Além disso, o papel do passageiro foi destacado: devem ser usados equipamentos completos, não apenas pelo condutor. As luvas aparecem como item essencial, pois as mãos costumam ser o primeiro ponto de contato com o solo em quedas.
Equipamentos de proteção
As jaquetas específicas para motociclistas protegem contra abrasão e impactos, diferindo de roupas comuns. As luvas são consideradas indispensáveis pela função de proteção das mãos durante quedas. Botas próprias ajudam a minimizar lesões nas articulações, e o protetor de coluna contribui para a postura e a segurança física.
Mazzarella ressalta ainda a importância da proteção do corpo inteiro, incluindo itens para o acompanhante, quando houver. O uso correto evita lacunas de proteção em situações de queda ou acidente.
Condução defensiva e comportamento no trânsito
O especialista enfatiza condução defensiva para antecipar riscos. Ao se aproximar de cruzamentos, semáforos amarelos ou áreas de grande fluxo, reduzir a velocidade é mais seguro do que manter a aceleração.
Roteiros de segurança incluem evitar pontos cegos dos demais motoristas e ocupar a faixa adequada com atenção aos pneus dos veículos vizinhos. Isso amplia o campo de visão e o tempo de resposta em emergências.
Conduta em condições de piso molhado
Em vias com pavimento molhado, a aderência dos pneus cai significativamente, exigindo modificação imediata da pilotagem. A orientação é reduzir a velocidade, evitar manobras bruscas e frear de forma progressiva, com a distribuição correta entre veículos: cerca de 60% no dianteiro e 40% no traseiro.

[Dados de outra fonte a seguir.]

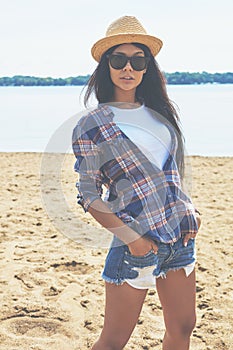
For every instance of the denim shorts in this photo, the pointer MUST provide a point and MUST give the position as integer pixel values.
(141, 271)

O instrutor recomenda manter o olhar 360 graus, monitorando o entorno com os retrovisores. A observação constante busca reduzir riscos em situações de baixa visibilidade e frentes de tráfego divergentes.
Aspectos adicionais de segurança
Entre as causas recorrentes de acidentes, distrações e excesso de confiança aparecem com frequência. O uso do celular durante a pilotagem é citado como fator que compromete tempos de reação, assim como infrações de velocidade e avanço de sinal.
O material destaca que, além da proteção individual, a manutenção da motocicleta também contribui para reduzir riscos, especialmente em momentos críticos do trânsito. As orientações, em essência, promovem uma pilotagem mais consciente e segura para todos os usuários das vias.